Former NASA CTO Launches Start-up For Web-Scale Private Clouds

A team of engineers and entrepreneurs led by former NASA CTO Chris C. Kemp, launched today Nebula and announced plans for a turnkey OpenStack hardware appliance that allows businesses to easily, securely and inexpensively deploy large private cloud computing infrastructures from thousands of computers with minimal effort.

Chris Kemp, CEO of Nebula said “Until today, this computing power has only been accessible to organizations like NASA and a small number of elite Silicon Valley companies. We intend to bring it to the rest of the world.”

Big data has been an escalating concern for companies and its growth rate is far exceeding processing and storage capacities. This rapid growth has prompted a host of new innovations in the field of big data analytics.

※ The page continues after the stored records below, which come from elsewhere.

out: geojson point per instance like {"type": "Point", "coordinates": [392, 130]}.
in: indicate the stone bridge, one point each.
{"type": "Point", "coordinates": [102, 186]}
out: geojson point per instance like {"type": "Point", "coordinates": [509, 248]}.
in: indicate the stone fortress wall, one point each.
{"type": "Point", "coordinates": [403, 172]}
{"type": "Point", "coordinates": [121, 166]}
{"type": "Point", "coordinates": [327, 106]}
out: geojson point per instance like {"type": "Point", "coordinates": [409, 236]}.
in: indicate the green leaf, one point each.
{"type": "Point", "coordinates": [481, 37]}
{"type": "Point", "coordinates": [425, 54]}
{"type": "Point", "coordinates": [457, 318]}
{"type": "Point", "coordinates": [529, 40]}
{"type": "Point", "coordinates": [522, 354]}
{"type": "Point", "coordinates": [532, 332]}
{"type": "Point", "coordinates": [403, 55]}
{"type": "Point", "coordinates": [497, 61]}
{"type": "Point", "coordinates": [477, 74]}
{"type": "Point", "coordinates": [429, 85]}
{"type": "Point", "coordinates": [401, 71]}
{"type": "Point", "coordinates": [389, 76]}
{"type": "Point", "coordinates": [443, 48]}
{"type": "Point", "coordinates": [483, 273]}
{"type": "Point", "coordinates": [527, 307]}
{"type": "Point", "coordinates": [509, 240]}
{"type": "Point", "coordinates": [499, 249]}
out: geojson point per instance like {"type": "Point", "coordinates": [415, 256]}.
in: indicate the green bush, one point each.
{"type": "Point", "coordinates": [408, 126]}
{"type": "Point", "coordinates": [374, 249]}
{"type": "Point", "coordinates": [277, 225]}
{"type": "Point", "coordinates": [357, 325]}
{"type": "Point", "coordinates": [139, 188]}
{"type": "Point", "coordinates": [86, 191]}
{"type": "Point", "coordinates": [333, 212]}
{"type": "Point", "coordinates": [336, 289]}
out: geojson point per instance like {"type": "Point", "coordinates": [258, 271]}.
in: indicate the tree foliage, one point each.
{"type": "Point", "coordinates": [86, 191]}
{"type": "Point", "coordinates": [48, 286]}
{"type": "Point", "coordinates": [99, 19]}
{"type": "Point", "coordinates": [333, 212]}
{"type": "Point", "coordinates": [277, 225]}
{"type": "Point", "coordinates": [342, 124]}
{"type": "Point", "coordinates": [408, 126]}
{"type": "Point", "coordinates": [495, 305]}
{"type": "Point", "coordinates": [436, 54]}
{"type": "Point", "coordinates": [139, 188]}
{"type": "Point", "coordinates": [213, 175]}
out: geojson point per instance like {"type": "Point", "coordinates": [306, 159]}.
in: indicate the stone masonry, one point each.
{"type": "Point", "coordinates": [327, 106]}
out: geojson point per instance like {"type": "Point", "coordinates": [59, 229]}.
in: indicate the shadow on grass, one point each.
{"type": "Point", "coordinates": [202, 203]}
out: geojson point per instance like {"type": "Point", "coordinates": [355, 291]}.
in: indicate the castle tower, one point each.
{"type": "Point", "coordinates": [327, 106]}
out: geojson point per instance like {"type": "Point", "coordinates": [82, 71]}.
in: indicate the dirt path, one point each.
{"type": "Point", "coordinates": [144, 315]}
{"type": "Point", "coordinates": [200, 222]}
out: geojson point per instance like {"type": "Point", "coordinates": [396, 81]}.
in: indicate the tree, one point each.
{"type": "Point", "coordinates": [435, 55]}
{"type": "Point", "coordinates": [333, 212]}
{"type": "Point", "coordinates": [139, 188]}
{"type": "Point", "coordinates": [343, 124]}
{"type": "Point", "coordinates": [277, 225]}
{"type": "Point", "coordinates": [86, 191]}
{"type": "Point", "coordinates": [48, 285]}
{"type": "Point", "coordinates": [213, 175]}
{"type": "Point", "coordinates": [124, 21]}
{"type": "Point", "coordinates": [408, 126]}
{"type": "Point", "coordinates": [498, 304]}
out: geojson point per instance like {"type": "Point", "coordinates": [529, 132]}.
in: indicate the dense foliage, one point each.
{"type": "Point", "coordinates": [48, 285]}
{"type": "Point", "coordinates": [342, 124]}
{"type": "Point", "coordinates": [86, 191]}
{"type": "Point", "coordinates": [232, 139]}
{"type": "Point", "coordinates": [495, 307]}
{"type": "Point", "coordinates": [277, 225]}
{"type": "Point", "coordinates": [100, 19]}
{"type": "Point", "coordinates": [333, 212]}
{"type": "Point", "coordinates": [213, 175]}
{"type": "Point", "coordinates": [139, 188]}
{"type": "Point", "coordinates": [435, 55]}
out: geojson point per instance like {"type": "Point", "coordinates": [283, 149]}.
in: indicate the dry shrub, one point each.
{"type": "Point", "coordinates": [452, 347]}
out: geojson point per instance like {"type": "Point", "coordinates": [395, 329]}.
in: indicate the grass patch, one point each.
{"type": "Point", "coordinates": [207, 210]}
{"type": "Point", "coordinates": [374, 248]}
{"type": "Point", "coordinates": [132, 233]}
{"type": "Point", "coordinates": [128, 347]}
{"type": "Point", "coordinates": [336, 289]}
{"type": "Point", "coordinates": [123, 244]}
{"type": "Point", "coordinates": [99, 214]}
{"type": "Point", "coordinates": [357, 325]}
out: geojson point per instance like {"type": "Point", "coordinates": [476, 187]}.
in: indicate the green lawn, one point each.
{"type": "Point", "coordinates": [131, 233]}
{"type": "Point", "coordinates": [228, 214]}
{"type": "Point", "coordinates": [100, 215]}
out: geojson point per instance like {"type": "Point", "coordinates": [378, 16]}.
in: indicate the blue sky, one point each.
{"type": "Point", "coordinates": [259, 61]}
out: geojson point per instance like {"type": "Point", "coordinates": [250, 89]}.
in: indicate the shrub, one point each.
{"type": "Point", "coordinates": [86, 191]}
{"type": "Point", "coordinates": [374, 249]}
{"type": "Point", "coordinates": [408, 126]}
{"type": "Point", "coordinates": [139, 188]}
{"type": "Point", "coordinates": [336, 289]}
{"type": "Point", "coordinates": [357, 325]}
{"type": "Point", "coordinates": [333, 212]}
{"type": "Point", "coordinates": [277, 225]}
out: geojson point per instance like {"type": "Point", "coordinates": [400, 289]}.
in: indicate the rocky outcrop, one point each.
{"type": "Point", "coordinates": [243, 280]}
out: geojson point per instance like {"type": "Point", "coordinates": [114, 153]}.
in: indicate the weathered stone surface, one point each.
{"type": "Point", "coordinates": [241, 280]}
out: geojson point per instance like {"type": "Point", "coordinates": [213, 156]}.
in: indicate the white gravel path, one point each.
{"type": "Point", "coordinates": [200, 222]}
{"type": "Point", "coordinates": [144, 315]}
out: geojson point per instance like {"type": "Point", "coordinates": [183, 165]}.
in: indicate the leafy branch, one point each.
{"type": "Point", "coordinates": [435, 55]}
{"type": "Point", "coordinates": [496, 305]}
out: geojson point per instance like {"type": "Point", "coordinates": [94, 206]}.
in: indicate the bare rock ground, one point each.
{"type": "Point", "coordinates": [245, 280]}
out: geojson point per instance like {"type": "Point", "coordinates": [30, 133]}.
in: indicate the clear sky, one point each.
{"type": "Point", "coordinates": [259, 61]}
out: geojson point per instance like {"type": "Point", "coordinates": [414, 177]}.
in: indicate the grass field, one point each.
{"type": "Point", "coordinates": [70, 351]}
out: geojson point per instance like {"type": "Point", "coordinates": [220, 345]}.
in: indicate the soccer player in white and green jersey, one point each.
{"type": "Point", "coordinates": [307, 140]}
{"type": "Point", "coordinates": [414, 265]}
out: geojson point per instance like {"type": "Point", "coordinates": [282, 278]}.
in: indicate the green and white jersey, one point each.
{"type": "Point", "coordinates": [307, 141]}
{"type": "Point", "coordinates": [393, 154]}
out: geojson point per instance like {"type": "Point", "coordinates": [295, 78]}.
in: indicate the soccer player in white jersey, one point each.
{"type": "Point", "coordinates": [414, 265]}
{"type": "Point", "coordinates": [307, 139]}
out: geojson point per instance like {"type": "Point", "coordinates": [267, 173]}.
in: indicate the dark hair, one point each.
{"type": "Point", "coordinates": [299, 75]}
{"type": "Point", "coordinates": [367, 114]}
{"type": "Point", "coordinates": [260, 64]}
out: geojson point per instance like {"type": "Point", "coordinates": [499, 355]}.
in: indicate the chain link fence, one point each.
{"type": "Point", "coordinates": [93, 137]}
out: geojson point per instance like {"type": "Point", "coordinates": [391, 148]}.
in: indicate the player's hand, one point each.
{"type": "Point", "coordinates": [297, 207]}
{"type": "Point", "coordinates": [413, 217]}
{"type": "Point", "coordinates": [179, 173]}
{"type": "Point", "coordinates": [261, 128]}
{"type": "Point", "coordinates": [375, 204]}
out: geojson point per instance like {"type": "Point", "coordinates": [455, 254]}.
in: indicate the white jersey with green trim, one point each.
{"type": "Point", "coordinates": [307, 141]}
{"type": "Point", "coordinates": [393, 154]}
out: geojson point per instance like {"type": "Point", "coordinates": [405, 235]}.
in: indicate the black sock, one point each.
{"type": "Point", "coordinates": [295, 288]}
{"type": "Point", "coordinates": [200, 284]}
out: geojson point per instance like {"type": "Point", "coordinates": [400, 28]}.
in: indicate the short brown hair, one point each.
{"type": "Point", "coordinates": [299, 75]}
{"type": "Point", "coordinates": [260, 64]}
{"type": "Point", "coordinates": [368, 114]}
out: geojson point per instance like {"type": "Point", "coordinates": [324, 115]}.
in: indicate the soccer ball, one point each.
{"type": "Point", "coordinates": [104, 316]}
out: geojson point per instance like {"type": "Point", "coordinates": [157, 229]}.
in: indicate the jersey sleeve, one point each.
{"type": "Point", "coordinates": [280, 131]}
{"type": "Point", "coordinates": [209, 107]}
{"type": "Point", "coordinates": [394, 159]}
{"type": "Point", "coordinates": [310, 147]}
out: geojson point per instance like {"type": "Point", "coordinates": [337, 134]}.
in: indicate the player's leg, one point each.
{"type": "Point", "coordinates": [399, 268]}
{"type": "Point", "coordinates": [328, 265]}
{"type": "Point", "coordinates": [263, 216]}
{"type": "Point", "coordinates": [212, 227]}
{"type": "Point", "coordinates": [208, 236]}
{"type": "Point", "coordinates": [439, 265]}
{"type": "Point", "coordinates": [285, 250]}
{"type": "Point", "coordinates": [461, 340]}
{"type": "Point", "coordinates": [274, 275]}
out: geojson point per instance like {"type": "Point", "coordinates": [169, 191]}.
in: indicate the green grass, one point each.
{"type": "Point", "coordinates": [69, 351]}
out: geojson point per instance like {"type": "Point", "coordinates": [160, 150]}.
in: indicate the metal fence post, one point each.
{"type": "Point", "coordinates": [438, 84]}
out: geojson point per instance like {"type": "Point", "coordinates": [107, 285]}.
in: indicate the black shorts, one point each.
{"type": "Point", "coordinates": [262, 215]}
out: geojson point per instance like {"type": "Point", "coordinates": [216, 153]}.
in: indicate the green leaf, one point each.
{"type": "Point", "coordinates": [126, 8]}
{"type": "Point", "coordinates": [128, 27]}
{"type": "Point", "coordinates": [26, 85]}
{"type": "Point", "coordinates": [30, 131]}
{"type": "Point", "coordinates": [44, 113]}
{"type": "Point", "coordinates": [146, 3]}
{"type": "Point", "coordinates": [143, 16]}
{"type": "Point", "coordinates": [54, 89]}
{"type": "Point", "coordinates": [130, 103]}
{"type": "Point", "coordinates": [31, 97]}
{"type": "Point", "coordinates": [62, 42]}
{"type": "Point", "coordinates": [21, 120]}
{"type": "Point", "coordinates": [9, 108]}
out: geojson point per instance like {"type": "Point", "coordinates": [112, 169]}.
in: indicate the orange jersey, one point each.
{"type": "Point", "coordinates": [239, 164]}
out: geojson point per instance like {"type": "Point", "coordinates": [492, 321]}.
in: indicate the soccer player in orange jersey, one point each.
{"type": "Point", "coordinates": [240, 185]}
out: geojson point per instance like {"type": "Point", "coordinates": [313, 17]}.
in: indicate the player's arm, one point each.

Although cloud computing is seen as the infrastructure solution for big data analytics, its barriers to adoption have been high. Nebula lowers these barriers by delivering a full-service turnkey appliance for companies to quickly build their own private cloud computing based on OpenStack.

Nebula is backed by high profile investors, including Google’s first investors Andy Bechtolsheim, co-founder of Sun Microsystems, David Cheriton and Ram Shriram.

Andy Bechtolsheim said “Nebula embracing OpenStack today is similar to Sun embracing Berkeley UNIX in the 1980s. Proprietary systems did not have a chance against open platforms. I see Nebula as the company that will bring OpenStack to the private enterprise cloud.”

Nebula will support Facebook’s Open Compute platform in addition to standard commodity servers and will enable companies to deploy highly efficient and inexpensive servers with a simplicity that will lower the adoption barrier to private cloud computing.